Member of the Kansas State Senate from the 22nd District
- In office 1975–1978
- Preceded by: Richard Dean Rogers
- Succeeded by: Merrill Werts

Majority Leader of the Kansas House of Representatives
- Succeeded by: John F. Hayes

Member of the Kansas House of Representatives from the 66th District
- In office 1973–1975

Member of the Kansas House of Representatives from the 57th District
- In office 1969–1972

Personal details
- Born: April 29, 1929 Emporia, Kansas, U.S.
- Died: November 29, 2007 Manhattan, Kansas, U.S.
- Party: Republican
- Spouse(s): Frederica Voiland (m. 1956; div.); Elizabeth Everett
- Children: 6, incl. Bridget Everett
- Education: University of Kansas (B.A. and J.D.)

= Donn Everett =

American politician (1929–2007)

Donn James Everett (April 29, 1929 – November 29, 2007) was an American politician who served as a Republican in the Kansas State Senate and Kansas House of Representatives from 1969 to 1978.

Everett was born in Emporia, Kansas. He served in the U.S. Marine Corps during the Korean War; after returning to Kansas, he married Frederica Voiland in 1956 and worked as an attorney. The couple had six children before divorcing acrimoniously; the youngest child, Bridget Everett, became a noted comedian and cabaret performer.
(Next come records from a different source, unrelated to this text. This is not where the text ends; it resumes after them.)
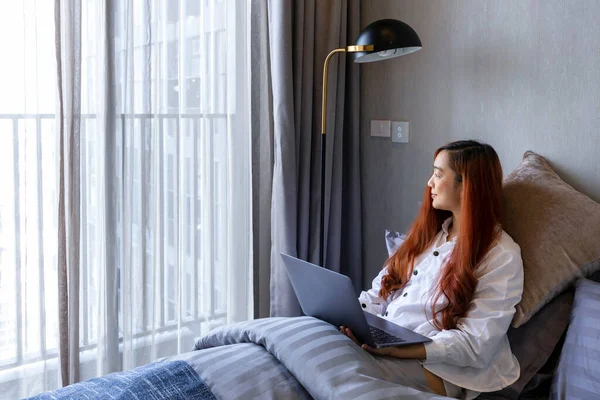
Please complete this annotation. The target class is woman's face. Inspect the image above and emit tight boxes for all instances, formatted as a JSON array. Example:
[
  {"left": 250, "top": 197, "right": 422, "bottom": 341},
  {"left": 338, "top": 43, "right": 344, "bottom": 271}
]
[{"left": 427, "top": 151, "right": 462, "bottom": 214}]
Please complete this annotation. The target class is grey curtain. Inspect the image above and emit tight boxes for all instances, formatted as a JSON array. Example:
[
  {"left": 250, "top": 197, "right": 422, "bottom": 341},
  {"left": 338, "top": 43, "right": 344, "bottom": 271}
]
[
  {"left": 54, "top": 0, "right": 82, "bottom": 385},
  {"left": 252, "top": 0, "right": 362, "bottom": 317}
]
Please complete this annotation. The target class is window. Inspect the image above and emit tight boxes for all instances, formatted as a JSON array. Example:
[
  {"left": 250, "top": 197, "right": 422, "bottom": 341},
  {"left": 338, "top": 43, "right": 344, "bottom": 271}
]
[{"left": 0, "top": 1, "right": 250, "bottom": 394}]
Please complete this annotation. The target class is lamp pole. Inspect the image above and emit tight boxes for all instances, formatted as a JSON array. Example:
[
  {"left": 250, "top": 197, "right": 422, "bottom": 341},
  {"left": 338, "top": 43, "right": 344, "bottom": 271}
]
[
  {"left": 320, "top": 45, "right": 373, "bottom": 267},
  {"left": 318, "top": 19, "right": 422, "bottom": 268}
]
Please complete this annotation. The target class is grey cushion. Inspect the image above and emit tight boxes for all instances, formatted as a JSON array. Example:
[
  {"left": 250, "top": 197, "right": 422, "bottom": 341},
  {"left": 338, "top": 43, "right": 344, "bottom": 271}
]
[
  {"left": 503, "top": 151, "right": 600, "bottom": 327},
  {"left": 478, "top": 290, "right": 574, "bottom": 400},
  {"left": 550, "top": 278, "right": 600, "bottom": 400}
]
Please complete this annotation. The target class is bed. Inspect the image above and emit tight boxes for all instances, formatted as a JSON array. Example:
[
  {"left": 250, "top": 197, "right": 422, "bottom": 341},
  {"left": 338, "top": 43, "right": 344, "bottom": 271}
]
[
  {"left": 28, "top": 151, "right": 600, "bottom": 400},
  {"left": 31, "top": 316, "right": 450, "bottom": 400}
]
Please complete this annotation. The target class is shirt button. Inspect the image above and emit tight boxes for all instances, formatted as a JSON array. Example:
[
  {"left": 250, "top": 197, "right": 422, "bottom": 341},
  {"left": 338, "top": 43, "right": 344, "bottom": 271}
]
[
  {"left": 433, "top": 251, "right": 439, "bottom": 256},
  {"left": 361, "top": 303, "right": 367, "bottom": 309},
  {"left": 413, "top": 270, "right": 418, "bottom": 276},
  {"left": 403, "top": 293, "right": 408, "bottom": 297}
]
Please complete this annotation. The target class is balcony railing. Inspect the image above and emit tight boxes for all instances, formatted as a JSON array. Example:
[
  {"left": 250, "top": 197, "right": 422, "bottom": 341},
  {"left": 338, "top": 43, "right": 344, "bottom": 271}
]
[{"left": 0, "top": 113, "right": 228, "bottom": 372}]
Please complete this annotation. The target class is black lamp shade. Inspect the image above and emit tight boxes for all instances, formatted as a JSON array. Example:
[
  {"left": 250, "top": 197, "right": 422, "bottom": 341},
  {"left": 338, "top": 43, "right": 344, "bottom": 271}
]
[{"left": 353, "top": 19, "right": 422, "bottom": 63}]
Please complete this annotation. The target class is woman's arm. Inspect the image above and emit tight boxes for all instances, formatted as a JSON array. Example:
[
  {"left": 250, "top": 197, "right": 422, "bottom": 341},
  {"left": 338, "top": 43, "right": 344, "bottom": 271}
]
[
  {"left": 423, "top": 247, "right": 524, "bottom": 368},
  {"left": 340, "top": 326, "right": 427, "bottom": 358},
  {"left": 358, "top": 232, "right": 407, "bottom": 314},
  {"left": 358, "top": 267, "right": 389, "bottom": 315}
]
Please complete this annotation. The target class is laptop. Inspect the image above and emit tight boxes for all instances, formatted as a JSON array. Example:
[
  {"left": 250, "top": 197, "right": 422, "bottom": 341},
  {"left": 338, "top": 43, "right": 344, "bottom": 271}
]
[{"left": 281, "top": 253, "right": 432, "bottom": 348}]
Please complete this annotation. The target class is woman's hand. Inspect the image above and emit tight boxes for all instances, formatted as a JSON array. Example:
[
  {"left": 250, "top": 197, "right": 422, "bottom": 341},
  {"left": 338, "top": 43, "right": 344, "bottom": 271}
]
[
  {"left": 339, "top": 325, "right": 361, "bottom": 346},
  {"left": 339, "top": 325, "right": 427, "bottom": 359},
  {"left": 339, "top": 325, "right": 397, "bottom": 356}
]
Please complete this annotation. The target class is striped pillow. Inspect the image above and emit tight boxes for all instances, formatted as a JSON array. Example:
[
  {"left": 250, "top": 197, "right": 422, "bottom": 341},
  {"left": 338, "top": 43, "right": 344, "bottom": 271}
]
[{"left": 551, "top": 278, "right": 600, "bottom": 399}]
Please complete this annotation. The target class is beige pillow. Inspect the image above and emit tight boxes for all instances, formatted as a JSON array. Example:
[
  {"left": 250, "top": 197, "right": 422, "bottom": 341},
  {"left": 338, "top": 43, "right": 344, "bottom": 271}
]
[{"left": 503, "top": 151, "right": 600, "bottom": 327}]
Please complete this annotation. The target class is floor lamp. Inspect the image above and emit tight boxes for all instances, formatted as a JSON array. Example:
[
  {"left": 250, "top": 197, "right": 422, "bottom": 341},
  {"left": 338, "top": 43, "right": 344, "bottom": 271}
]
[{"left": 320, "top": 19, "right": 422, "bottom": 267}]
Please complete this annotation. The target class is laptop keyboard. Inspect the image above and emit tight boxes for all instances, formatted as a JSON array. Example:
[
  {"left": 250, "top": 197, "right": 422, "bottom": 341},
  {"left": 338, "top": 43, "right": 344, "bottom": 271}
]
[{"left": 369, "top": 326, "right": 406, "bottom": 345}]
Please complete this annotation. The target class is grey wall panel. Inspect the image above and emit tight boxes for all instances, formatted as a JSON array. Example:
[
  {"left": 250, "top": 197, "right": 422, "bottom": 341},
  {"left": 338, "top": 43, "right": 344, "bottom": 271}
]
[{"left": 360, "top": 0, "right": 600, "bottom": 287}]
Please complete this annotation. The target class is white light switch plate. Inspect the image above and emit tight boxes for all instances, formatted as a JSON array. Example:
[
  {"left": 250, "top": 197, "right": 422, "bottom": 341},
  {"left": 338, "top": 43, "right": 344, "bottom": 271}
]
[
  {"left": 370, "top": 120, "right": 391, "bottom": 137},
  {"left": 391, "top": 121, "right": 409, "bottom": 143}
]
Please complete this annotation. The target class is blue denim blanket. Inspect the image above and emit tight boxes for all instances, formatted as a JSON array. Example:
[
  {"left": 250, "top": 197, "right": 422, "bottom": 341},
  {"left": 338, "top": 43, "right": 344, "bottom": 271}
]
[{"left": 28, "top": 360, "right": 216, "bottom": 400}]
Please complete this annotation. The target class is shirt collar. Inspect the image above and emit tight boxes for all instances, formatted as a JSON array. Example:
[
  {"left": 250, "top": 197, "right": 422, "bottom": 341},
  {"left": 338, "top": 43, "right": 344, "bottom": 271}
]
[
  {"left": 441, "top": 217, "right": 456, "bottom": 243},
  {"left": 441, "top": 217, "right": 453, "bottom": 235}
]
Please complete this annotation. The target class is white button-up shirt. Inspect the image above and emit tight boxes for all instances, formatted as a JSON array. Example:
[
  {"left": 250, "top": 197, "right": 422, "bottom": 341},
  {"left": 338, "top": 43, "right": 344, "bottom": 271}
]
[{"left": 359, "top": 218, "right": 524, "bottom": 394}]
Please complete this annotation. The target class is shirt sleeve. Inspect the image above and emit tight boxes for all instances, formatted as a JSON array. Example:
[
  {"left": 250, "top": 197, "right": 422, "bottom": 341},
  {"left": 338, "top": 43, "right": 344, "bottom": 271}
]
[
  {"left": 424, "top": 245, "right": 524, "bottom": 368},
  {"left": 358, "top": 267, "right": 389, "bottom": 315}
]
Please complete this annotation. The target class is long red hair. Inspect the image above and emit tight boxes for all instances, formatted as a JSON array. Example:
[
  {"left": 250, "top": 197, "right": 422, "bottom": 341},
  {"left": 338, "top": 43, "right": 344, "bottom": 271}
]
[{"left": 379, "top": 140, "right": 504, "bottom": 330}]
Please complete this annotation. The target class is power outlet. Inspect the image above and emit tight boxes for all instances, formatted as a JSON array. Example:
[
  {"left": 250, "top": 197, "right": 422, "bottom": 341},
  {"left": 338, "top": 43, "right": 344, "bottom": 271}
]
[{"left": 391, "top": 121, "right": 409, "bottom": 143}]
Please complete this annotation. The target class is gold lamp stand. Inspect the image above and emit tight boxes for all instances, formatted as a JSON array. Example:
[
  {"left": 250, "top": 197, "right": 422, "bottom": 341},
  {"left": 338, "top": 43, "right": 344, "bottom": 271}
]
[
  {"left": 317, "top": 18, "right": 422, "bottom": 268},
  {"left": 319, "top": 45, "right": 373, "bottom": 267}
]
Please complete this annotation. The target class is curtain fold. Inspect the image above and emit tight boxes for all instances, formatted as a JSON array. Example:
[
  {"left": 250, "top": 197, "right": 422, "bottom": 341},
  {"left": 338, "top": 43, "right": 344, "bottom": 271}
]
[
  {"left": 54, "top": 0, "right": 82, "bottom": 386},
  {"left": 253, "top": 0, "right": 363, "bottom": 317},
  {"left": 250, "top": 0, "right": 275, "bottom": 322},
  {"left": 266, "top": 0, "right": 302, "bottom": 318},
  {"left": 94, "top": 0, "right": 120, "bottom": 375}
]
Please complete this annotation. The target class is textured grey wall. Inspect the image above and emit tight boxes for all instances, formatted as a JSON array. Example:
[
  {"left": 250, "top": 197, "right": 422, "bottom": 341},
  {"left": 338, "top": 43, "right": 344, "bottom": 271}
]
[{"left": 360, "top": 0, "right": 600, "bottom": 287}]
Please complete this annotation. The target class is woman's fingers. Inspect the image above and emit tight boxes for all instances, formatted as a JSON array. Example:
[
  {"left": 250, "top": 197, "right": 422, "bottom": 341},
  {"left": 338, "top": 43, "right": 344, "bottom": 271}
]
[
  {"left": 345, "top": 328, "right": 360, "bottom": 345},
  {"left": 361, "top": 344, "right": 395, "bottom": 357},
  {"left": 339, "top": 326, "right": 360, "bottom": 346},
  {"left": 339, "top": 327, "right": 398, "bottom": 357}
]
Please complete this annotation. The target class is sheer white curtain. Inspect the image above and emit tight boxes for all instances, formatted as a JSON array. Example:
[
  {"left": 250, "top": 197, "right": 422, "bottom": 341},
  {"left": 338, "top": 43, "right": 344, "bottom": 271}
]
[
  {"left": 0, "top": 0, "right": 252, "bottom": 397},
  {"left": 0, "top": 0, "right": 61, "bottom": 397},
  {"left": 83, "top": 0, "right": 253, "bottom": 377}
]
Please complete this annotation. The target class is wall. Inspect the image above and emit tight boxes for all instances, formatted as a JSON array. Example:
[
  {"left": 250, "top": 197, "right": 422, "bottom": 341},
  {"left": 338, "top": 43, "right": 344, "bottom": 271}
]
[{"left": 360, "top": 0, "right": 600, "bottom": 286}]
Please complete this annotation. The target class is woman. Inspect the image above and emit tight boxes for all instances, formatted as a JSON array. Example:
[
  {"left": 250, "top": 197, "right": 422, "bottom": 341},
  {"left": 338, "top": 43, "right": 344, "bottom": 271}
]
[{"left": 341, "top": 140, "right": 524, "bottom": 399}]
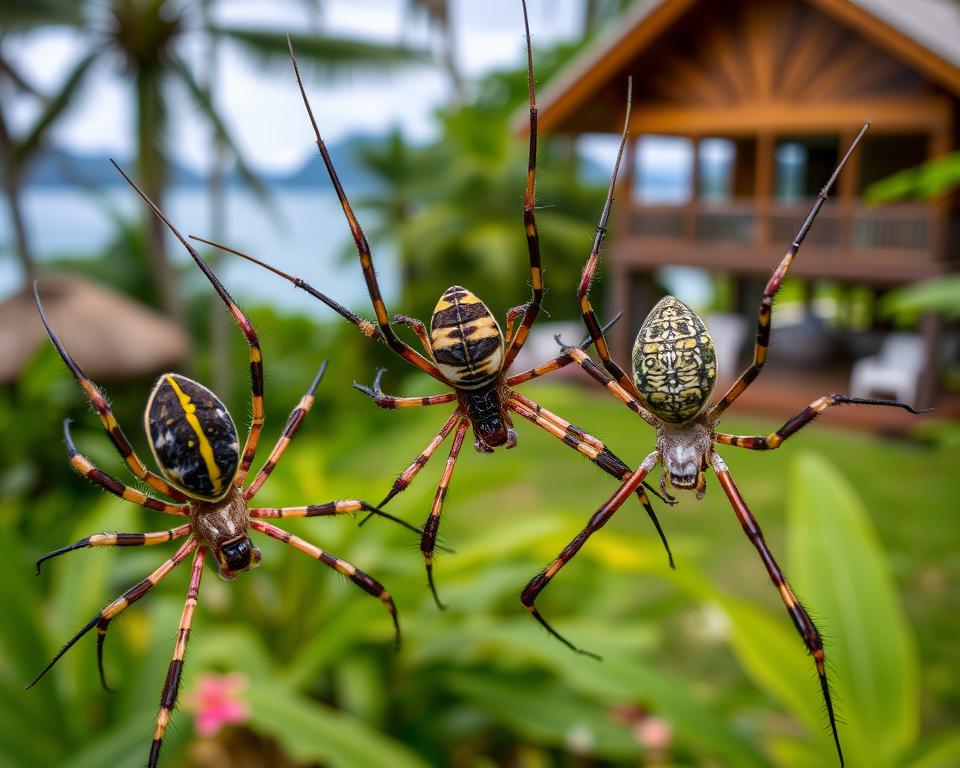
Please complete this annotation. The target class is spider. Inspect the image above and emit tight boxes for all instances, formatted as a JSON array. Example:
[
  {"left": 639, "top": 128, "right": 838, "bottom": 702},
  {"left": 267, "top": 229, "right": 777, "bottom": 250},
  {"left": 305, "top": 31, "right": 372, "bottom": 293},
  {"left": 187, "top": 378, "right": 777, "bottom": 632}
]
[
  {"left": 27, "top": 162, "right": 422, "bottom": 768},
  {"left": 194, "top": 9, "right": 676, "bottom": 611},
  {"left": 519, "top": 120, "right": 928, "bottom": 765}
]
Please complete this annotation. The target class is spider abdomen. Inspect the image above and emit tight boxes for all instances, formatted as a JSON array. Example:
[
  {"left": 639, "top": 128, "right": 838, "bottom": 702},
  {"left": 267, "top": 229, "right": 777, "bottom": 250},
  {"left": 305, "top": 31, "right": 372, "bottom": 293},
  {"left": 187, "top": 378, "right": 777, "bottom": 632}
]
[
  {"left": 430, "top": 286, "right": 504, "bottom": 390},
  {"left": 632, "top": 296, "right": 717, "bottom": 424},
  {"left": 144, "top": 373, "right": 240, "bottom": 500}
]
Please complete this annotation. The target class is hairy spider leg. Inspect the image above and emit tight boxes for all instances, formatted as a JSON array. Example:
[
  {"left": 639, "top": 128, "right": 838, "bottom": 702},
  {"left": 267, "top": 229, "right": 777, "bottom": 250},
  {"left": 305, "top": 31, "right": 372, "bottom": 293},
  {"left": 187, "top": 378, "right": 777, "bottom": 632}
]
[
  {"left": 111, "top": 160, "right": 266, "bottom": 486},
  {"left": 149, "top": 546, "right": 206, "bottom": 768},
  {"left": 60, "top": 419, "right": 188, "bottom": 516},
  {"left": 716, "top": 394, "right": 928, "bottom": 450},
  {"left": 244, "top": 362, "right": 327, "bottom": 500},
  {"left": 574, "top": 78, "right": 642, "bottom": 398},
  {"left": 421, "top": 419, "right": 470, "bottom": 609},
  {"left": 521, "top": 450, "right": 660, "bottom": 657},
  {"left": 710, "top": 124, "right": 869, "bottom": 419},
  {"left": 354, "top": 368, "right": 458, "bottom": 410},
  {"left": 711, "top": 453, "right": 843, "bottom": 764},
  {"left": 36, "top": 523, "right": 192, "bottom": 575},
  {"left": 502, "top": 0, "right": 543, "bottom": 369},
  {"left": 286, "top": 37, "right": 445, "bottom": 385},
  {"left": 33, "top": 287, "right": 188, "bottom": 501},
  {"left": 251, "top": 520, "right": 400, "bottom": 646},
  {"left": 507, "top": 393, "right": 673, "bottom": 567},
  {"left": 28, "top": 538, "right": 198, "bottom": 692}
]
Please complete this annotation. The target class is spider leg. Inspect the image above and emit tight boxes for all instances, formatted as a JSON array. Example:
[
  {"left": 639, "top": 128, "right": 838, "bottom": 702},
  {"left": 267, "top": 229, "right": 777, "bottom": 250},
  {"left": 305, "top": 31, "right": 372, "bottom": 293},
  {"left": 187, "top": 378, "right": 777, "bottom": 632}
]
[
  {"left": 507, "top": 394, "right": 674, "bottom": 567},
  {"left": 562, "top": 344, "right": 659, "bottom": 427},
  {"left": 250, "top": 500, "right": 434, "bottom": 543},
  {"left": 33, "top": 287, "right": 187, "bottom": 502},
  {"left": 111, "top": 161, "right": 266, "bottom": 486},
  {"left": 35, "top": 523, "right": 193, "bottom": 574},
  {"left": 354, "top": 368, "right": 457, "bottom": 410},
  {"left": 62, "top": 420, "right": 188, "bottom": 516},
  {"left": 251, "top": 520, "right": 400, "bottom": 646},
  {"left": 421, "top": 418, "right": 469, "bottom": 610},
  {"left": 711, "top": 452, "right": 843, "bottom": 765},
  {"left": 149, "top": 546, "right": 206, "bottom": 768},
  {"left": 286, "top": 39, "right": 445, "bottom": 385},
  {"left": 27, "top": 538, "right": 197, "bottom": 692},
  {"left": 521, "top": 450, "right": 659, "bottom": 658},
  {"left": 391, "top": 314, "right": 434, "bottom": 356},
  {"left": 190, "top": 235, "right": 383, "bottom": 341},
  {"left": 502, "top": 0, "right": 543, "bottom": 370},
  {"left": 710, "top": 125, "right": 869, "bottom": 419},
  {"left": 505, "top": 312, "right": 624, "bottom": 386},
  {"left": 245, "top": 363, "right": 327, "bottom": 501},
  {"left": 355, "top": 410, "right": 462, "bottom": 531},
  {"left": 716, "top": 393, "right": 928, "bottom": 450},
  {"left": 575, "top": 79, "right": 642, "bottom": 398}
]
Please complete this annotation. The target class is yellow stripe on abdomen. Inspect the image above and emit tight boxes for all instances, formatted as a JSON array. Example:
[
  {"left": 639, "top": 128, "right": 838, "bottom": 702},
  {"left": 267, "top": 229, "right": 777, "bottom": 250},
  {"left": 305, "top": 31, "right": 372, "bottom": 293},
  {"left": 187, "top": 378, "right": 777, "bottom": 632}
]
[{"left": 165, "top": 375, "right": 224, "bottom": 495}]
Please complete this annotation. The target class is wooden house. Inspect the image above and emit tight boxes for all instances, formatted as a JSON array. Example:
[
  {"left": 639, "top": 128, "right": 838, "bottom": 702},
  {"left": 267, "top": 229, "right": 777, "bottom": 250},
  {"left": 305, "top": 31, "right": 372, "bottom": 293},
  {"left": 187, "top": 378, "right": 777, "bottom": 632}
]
[{"left": 535, "top": 0, "right": 958, "bottom": 410}]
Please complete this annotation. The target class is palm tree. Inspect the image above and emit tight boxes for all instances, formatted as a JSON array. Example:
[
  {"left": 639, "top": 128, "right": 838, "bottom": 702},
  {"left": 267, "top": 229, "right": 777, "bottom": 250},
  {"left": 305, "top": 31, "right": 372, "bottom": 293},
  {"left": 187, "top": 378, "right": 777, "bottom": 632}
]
[
  {"left": 1, "top": 0, "right": 431, "bottom": 328},
  {"left": 0, "top": 0, "right": 85, "bottom": 284}
]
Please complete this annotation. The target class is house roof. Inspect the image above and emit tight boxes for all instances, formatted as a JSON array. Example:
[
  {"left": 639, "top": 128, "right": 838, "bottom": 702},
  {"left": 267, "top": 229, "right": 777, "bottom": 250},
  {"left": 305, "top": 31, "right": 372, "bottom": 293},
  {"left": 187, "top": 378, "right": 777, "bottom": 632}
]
[{"left": 532, "top": 0, "right": 960, "bottom": 135}]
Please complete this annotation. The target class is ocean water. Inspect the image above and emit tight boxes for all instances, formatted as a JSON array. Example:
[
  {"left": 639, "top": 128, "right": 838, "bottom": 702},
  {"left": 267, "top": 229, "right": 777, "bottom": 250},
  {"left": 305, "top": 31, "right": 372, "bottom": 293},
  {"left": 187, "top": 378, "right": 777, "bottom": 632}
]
[{"left": 0, "top": 187, "right": 400, "bottom": 317}]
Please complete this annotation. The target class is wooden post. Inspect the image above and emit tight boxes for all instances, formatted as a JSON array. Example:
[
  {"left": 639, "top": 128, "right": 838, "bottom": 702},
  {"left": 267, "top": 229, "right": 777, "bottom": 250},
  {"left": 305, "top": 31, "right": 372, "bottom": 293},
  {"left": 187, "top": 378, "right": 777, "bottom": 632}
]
[
  {"left": 838, "top": 127, "right": 861, "bottom": 252},
  {"left": 686, "top": 135, "right": 700, "bottom": 241},
  {"left": 917, "top": 312, "right": 942, "bottom": 409},
  {"left": 755, "top": 132, "right": 774, "bottom": 254},
  {"left": 610, "top": 136, "right": 637, "bottom": 360}
]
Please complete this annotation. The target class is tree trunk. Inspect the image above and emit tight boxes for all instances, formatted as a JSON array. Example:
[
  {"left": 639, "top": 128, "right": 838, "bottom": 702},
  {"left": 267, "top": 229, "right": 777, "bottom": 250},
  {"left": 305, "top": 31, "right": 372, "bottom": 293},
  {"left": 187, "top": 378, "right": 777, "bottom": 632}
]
[
  {"left": 203, "top": 2, "right": 232, "bottom": 401},
  {"left": 135, "top": 67, "right": 185, "bottom": 328},
  {"left": 0, "top": 106, "right": 36, "bottom": 286}
]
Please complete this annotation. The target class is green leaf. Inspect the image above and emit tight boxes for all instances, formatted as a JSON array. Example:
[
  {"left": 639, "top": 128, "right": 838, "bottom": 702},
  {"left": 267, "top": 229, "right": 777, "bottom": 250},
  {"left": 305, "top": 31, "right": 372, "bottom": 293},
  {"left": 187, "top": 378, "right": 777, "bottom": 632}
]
[
  {"left": 216, "top": 28, "right": 431, "bottom": 80},
  {"left": 448, "top": 671, "right": 642, "bottom": 759},
  {"left": 247, "top": 682, "right": 430, "bottom": 768},
  {"left": 880, "top": 275, "right": 960, "bottom": 322},
  {"left": 787, "top": 453, "right": 919, "bottom": 767},
  {"left": 905, "top": 731, "right": 960, "bottom": 768}
]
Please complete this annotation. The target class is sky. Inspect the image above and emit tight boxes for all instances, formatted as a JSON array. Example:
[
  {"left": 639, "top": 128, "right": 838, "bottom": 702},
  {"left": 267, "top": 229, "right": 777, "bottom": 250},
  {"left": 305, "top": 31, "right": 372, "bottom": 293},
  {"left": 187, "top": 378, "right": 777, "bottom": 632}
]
[{"left": 6, "top": 0, "right": 589, "bottom": 175}]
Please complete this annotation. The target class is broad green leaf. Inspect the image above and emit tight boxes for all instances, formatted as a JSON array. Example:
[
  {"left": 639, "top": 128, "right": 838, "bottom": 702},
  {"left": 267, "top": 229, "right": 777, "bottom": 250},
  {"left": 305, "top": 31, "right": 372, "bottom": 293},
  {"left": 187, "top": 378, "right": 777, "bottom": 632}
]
[
  {"left": 788, "top": 453, "right": 919, "bottom": 767},
  {"left": 247, "top": 682, "right": 430, "bottom": 768},
  {"left": 448, "top": 671, "right": 642, "bottom": 759},
  {"left": 905, "top": 731, "right": 960, "bottom": 768}
]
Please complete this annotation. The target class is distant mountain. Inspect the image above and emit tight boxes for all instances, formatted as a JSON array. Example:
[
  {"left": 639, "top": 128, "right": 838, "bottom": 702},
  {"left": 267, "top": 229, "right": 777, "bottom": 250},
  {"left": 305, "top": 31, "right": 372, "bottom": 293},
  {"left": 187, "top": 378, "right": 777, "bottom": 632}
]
[
  {"left": 22, "top": 136, "right": 383, "bottom": 191},
  {"left": 24, "top": 147, "right": 206, "bottom": 188}
]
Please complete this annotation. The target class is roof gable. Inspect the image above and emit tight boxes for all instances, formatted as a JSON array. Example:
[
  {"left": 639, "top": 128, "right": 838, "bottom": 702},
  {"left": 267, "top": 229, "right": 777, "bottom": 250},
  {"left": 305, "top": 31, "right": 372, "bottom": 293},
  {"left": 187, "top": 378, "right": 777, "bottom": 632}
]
[{"left": 538, "top": 0, "right": 960, "bottom": 135}]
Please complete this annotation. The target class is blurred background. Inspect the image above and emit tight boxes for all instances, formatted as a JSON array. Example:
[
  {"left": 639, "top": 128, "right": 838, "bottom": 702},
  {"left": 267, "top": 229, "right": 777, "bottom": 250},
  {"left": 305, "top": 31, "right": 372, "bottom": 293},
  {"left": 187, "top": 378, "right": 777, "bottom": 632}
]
[{"left": 1, "top": 0, "right": 958, "bottom": 766}]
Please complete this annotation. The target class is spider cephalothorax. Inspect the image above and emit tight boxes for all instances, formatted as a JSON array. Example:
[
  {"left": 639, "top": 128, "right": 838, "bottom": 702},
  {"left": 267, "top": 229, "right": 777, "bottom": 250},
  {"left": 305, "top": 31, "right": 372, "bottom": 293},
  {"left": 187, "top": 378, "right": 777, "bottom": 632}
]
[
  {"left": 29, "top": 164, "right": 415, "bottom": 768},
  {"left": 519, "top": 122, "right": 928, "bottom": 766},
  {"left": 193, "top": 8, "right": 675, "bottom": 610}
]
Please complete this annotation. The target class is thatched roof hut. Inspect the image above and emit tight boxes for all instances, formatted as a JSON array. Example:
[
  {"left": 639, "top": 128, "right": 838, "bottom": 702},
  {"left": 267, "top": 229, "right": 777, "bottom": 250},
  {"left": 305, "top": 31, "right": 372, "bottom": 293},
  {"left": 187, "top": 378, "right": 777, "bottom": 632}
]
[{"left": 0, "top": 274, "right": 188, "bottom": 383}]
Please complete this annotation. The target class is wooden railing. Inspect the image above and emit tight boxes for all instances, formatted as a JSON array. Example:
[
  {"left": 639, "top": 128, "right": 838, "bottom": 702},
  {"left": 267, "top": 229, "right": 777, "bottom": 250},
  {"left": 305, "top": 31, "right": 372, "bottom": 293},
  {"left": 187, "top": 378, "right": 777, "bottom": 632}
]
[{"left": 629, "top": 200, "right": 933, "bottom": 253}]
Everett's first forays into elected office were winning races for county attorney of Riley County and serving as a member of the city council in Manhattan, Kansas (including a stint as mayor). In 1968, he was elected to the Kansas House, serving until 1975. While in the Kansas House, he rose to the post of Majority Leader.

During his fourth term, in 1975, he was appointed to the Kansas Senate to fill the seat left vacant by Richard Dean Rogers, who resigned to serve as a federal judge. He served in the Senate until his own resignation in 1978.